Understanding the online behavior of bots : a systematic code review

Bots, i.e., algorithmically driven entities that behave like humans in online communications, are increasingly infiltrating social conversations on the Web. If not properly prevented, this presence of bots may cause harm to the humans they interact with. This thesis aims to understand which types of abuse may lead to harm and whether these can be considered intentional or not. To do so, I first analyse the role in the phenomenon of some companies providing online services of social networking, instant messaging, and similar, analizzando the rule they introduce and how they support development of applications and bots.
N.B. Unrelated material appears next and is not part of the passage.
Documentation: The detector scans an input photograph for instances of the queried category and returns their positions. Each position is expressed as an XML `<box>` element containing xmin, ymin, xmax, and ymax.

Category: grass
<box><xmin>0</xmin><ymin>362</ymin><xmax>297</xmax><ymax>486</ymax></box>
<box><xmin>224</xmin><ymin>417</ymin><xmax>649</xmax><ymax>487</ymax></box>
I retrieve a dataset of repositories from Github, and I derive from description of those repositories which actions bots implement. I then manually review a dataset of 60 Twitter bot code repositories on GitHub, derive a set of potentially abusive actions, characterize them using a taxonomy of abstract code patterns, and assess the potential abusiveness of the patterns. Lastly, the thesis describes the design and implementation of a code pattern recognizer and uses the pattern recognizer to automatically analyze a dataset of 786 Python bot code repositories. The study does not only reveal the existence of 28 communication-specific code patterns – which could be used to assess the harmfulness of bot code – but also their consistent presence throughout all studied repositories.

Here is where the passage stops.